Sinnvoll ist es, eine Konsultation im Vorfeld zu vereinbaren, um mit dem behandelnden Therapeuten den voraussichtlichen zeitlichen Aufwand und die Teilnehmer festzulegen.

Wann sollte man eine Systemische Familientherapie abbrechen bzw. vorzeitig beenden?

Die systematische Familientherapie zeichnet sich dadurch aus, dass nach relativ kurzer Zeit bereits erste Erfolge sichtbar werden. Gefestigte Verhaltensmuster zwischen Familienmitgliedern werden durch das Umdeuten im Rahmen der Therapie aufgelöst. Sofern Sie über einen längeren Zeitraum keinerlei Besserungen beobachten können, ist es vielleicht sinnvoll einen Wechsel des behandelnden Therapeuten oder einen Wechsel in eine andere Therapiemethode in Erwägung zu ziehen.

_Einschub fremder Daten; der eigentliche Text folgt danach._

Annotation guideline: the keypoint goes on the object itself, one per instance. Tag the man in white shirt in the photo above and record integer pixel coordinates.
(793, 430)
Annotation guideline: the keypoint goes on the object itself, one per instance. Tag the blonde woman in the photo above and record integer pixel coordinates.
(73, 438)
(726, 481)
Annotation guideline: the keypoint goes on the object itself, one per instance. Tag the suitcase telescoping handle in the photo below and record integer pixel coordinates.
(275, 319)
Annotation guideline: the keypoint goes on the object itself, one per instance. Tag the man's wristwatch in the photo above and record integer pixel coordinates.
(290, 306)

Wie viele Sitzungen Systemische Familientherapie benötigt man in der Regel?

Die Anzahl der notwendigen Sitzungen variiert stark in Abhängigkeit von der individuellen Situation. In der Regel bringen etwa 8 bis 10 Sitzungen die gewünschten Therapieerfolge. Die einzelnen Termine finden jeweils ein bis zweimal im Monat statt, damit die erlernten Techniken und Erkenntnisse allmählich in den Alltag integriert werden können. Die Gesamttherapiedauer liegt somit zwischen 26 bis maximal 52 Wochen.

Es ist jedoch wichtig zu betonen, dass diese Therapieform im Unterschied zu den herkömmlichen Therapiemethoden sehr flexibel ist. Daher sind hier auch kürzere oder längere Therapie-Formate denkbar, die trotzdem sehr wirksam sein können. Beispielsweise die systemische Krisenintervention, die in etwa fünf Einzelterminen stattfindet, die zeitlich dichter aneinander liegen oder die Langzeittherapie, die bis 30 Doppelsitzungen, über mehrere Jahre verteilt, umfasst.

Wie lange dauert eine Sitzung Systemische Familientherapie?

Eine Sitzung dauert zwischen 60 und 90 Minuten. Einzeltherapie-Sitzungen dauern in der Regel 60 Minuten, während Familientherapie-Sitzungen zeitaufwendiger sind und im Durchschnitt 90 Minuten in Anspruch nehmen.

Wie hoch sind die Kosten für eine Sitzung Systemische Familientherapie?

Die Systemische Therapie gilt als eine besonders kostengünstige Therapieform. Die Kosten bewegen sich je nach Art und Dauer der Sitzung, pro Person von ca. 60 Euro an aufwärts.